A group of 12 armed with spray paint, stencils and a heat gun took to the Mission Beach Boardwalk Tuesday morning to do a job the city said it didn’t have the manpower to do.
The group is called the Mission Beach Improvement Committee (MBIC) and their goal is to make the area safer.
"Safety is a big issue for the boardwalk and speed on the boardwalk," MBIC member Sarah Mattinson said.
The group first wanted to add mileage markers to the boardwalk, but as scooter related accidents on the boardwalk began to surge over the past few years, they asked the city if it could reinforce the 8 MPH signage for the area as well.
“You'll see people going up to 22-25 miles per hour and our pedestrians don't feel safe," Mattinson said..

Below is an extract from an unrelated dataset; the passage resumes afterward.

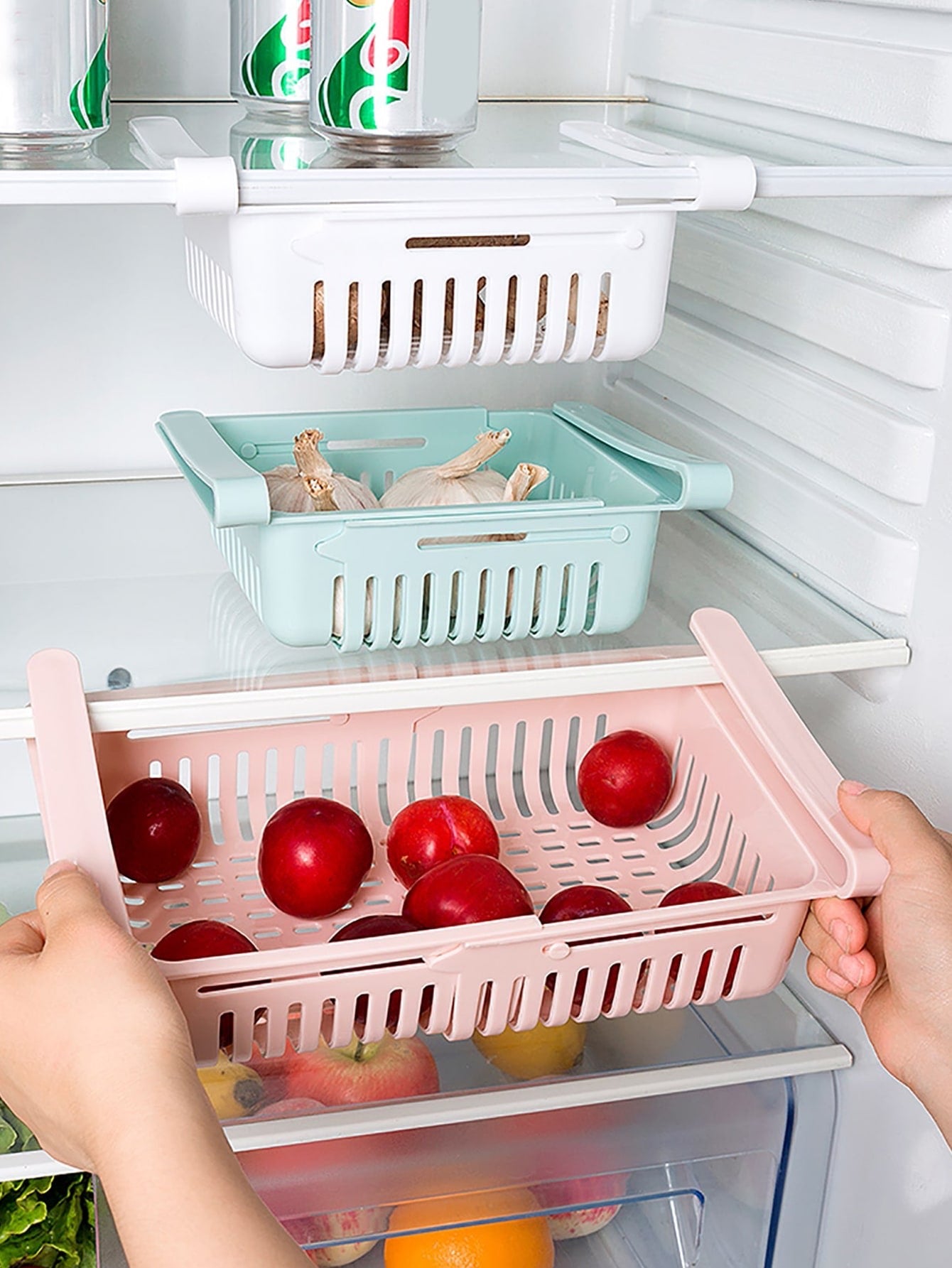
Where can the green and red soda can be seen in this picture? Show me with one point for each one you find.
(271, 53)
(394, 75)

San Diego officials told Mattinson they didn't have the manpower to put the additional signage in themselves, but the Parks and Recreation Department was willing to provide paint, vests and a stencil if she wanted to do it herself.
“The Mayor and the City of San Diego have imposed regulations and increased enforcement on shared mobility device operators including Geofencing areas to govern speeds in areas such as Mission Beach.,” a statement from a city spokesperson Anthony Santacroce read.
Even with the geofencing, Mattinson and her group said they still witness dangerous scooter crashes along the boardwalk.
Santacroce's statement goes on to say, “In addition to geofencing, the City has installed more than 20 '8MPH' signs along the Mission Beach Boardwalk to supplement the existing signage. Now, the City has empowered the Mission Beach Town Council, at their request, to further add to the existing signage by stenciling directly onto the surface of the concrete walkway. Safety is of paramount importance and these measures will aid in keeping speeds on the boardwalk to 8 MPH and promote responsible and safe ridership.”